Is Spotify poisonous to the music industry? The Black Keys, Coldplay and a multitude of other bands seem to think so. The Black Keys are one of the bands who most strongly oppose Spotify, pulling their last two albums from the service. The reason musicians often criticize Spotify is usually due to seemingly ridiculous low royalties. Thom Yorke, the lead singer for Radiohead, has famously ridiculed Spotify for being the “last fart of a dying corpse.”

However, the founder of Spotify, Daniel Elk, has been adamant that Spotify will be extremely profitable in the coming years and that already Spotify has paid out a large amount of royalties to musicians. Who’s right though? Contrary to many complaints made by anti-Spotify musicians, Spotify is possibly the saving grace for the industry.


Let’s say that Spotify isn’t a very profitable avenue for musicians to make money with; is it still making a positive impact on the industry? It seems to be the case that Spotify is not only good for the music industry, but one of its few hopes. Streaming services are transforming the pirating culture that has plagued the music industry for so long. Spotify has revived legal acquisition of music in places like Sweden and Norway where pirated music has dropped substantially.

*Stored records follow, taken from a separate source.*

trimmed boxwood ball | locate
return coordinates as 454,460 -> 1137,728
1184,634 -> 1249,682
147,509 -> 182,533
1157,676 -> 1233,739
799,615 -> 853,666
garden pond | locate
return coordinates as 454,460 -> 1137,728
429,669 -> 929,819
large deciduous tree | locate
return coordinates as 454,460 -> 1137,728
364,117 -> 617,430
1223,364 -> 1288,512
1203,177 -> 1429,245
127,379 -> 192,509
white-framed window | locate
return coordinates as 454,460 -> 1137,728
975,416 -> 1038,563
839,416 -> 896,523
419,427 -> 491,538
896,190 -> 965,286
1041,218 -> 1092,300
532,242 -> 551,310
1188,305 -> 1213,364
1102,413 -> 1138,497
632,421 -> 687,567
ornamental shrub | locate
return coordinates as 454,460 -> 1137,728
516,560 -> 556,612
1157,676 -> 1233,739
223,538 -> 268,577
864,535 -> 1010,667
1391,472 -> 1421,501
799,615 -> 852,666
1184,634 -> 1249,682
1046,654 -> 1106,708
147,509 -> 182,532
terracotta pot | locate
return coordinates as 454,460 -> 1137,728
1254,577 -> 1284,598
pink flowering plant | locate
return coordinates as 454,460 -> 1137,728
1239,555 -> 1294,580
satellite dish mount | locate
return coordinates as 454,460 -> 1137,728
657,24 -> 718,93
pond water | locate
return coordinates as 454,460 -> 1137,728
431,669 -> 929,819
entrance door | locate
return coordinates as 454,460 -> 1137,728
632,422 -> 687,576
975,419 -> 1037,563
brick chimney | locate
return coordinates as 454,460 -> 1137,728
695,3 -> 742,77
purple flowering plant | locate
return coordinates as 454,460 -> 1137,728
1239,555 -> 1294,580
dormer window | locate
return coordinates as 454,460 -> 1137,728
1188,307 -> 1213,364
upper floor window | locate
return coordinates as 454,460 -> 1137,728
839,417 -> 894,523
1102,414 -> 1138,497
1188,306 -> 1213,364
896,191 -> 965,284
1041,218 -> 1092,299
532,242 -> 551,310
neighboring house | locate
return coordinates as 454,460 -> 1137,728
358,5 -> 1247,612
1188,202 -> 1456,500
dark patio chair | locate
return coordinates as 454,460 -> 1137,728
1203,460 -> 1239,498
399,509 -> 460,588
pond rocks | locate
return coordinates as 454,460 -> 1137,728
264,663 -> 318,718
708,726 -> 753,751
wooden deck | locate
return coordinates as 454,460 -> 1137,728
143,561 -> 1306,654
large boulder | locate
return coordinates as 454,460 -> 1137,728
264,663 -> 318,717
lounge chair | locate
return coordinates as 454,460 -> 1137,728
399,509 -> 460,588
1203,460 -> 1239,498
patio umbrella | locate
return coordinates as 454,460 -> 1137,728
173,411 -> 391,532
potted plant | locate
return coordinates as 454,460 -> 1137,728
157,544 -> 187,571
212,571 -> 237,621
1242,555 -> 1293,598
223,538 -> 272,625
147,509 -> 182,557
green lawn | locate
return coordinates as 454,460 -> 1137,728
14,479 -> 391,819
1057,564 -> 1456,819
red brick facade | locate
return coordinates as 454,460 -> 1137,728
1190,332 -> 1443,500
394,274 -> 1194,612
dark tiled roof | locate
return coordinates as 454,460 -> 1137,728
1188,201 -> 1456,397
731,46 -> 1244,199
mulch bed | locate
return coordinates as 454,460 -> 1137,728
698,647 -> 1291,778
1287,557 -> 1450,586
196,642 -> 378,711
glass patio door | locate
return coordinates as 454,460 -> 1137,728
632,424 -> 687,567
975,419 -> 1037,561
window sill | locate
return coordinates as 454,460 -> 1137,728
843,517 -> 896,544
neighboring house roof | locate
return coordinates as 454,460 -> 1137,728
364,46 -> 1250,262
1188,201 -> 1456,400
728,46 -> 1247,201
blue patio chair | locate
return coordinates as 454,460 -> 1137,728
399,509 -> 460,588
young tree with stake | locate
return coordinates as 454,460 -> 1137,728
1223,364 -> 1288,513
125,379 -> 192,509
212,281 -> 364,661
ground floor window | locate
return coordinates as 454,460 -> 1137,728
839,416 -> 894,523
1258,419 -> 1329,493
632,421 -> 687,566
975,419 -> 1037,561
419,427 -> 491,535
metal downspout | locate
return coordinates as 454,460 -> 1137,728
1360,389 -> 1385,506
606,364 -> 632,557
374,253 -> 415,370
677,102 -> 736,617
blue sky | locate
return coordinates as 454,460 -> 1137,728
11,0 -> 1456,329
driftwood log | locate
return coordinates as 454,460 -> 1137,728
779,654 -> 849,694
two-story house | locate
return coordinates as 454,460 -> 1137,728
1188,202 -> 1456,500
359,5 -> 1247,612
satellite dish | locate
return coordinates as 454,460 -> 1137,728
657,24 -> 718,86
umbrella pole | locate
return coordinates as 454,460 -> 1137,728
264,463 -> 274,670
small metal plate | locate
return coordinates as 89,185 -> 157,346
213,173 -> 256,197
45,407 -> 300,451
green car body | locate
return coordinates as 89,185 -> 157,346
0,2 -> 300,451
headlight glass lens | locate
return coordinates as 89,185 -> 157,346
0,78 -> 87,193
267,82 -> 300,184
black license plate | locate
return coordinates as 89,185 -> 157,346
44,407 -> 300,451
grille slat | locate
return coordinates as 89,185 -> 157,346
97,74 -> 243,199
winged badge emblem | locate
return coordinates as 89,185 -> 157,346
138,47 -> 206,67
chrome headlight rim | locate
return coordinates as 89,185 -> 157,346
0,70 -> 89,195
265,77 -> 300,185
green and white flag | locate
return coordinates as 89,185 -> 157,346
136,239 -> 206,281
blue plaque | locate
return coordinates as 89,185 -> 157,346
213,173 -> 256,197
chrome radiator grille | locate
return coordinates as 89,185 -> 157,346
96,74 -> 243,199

Spotify seems to be more profitable than most bands think, though. Tim Worstall, a writer for Forbes, discovered that royalties by Spotify are much higher than other avenues of music sharing, such as royalties from radio. Royalties from Spotify seem to be 16 times the royalties from UK radio, which pays more than most other radio systems. Thom Yorke may dismiss claims that Spotify is actually a successful model for music distribution, but Dave Stewart, a man with four decades of experience in the music industry, says otherwise. He reversed his stance on Spotify, from claiming that he’d be better off selling albums out of a car, to supporting Spotify and its future.

It’s clear to see that Spotify is a controversial topic in the music industry. Musicians are split on whether Spotify works. I take the stance that Spotify is positive for the industry; for many it has revitalized paying for music and has made music extremely accessible. Spotify needs to be more transparent with their finances though that’s the real issue. While Spotify claims to pay out 70 percent of their revenue in royalties, many artists and industry insiders are vehement that Spotify just isn’t paying enough. It’s imperative to recognize that the royalties are paid out to the rights-holders, so the artists aren’t receiving all of those royalties.

So do musicians have a warped perception of how much money is Spotify is making them? Are musicians just being underpaid by rights-holders? Spotify needs be more transparent with their finances. They’ve got the right idea, though. Spotify is an unmatched service for listening and sharing music that will only lead to a better future for the music industry.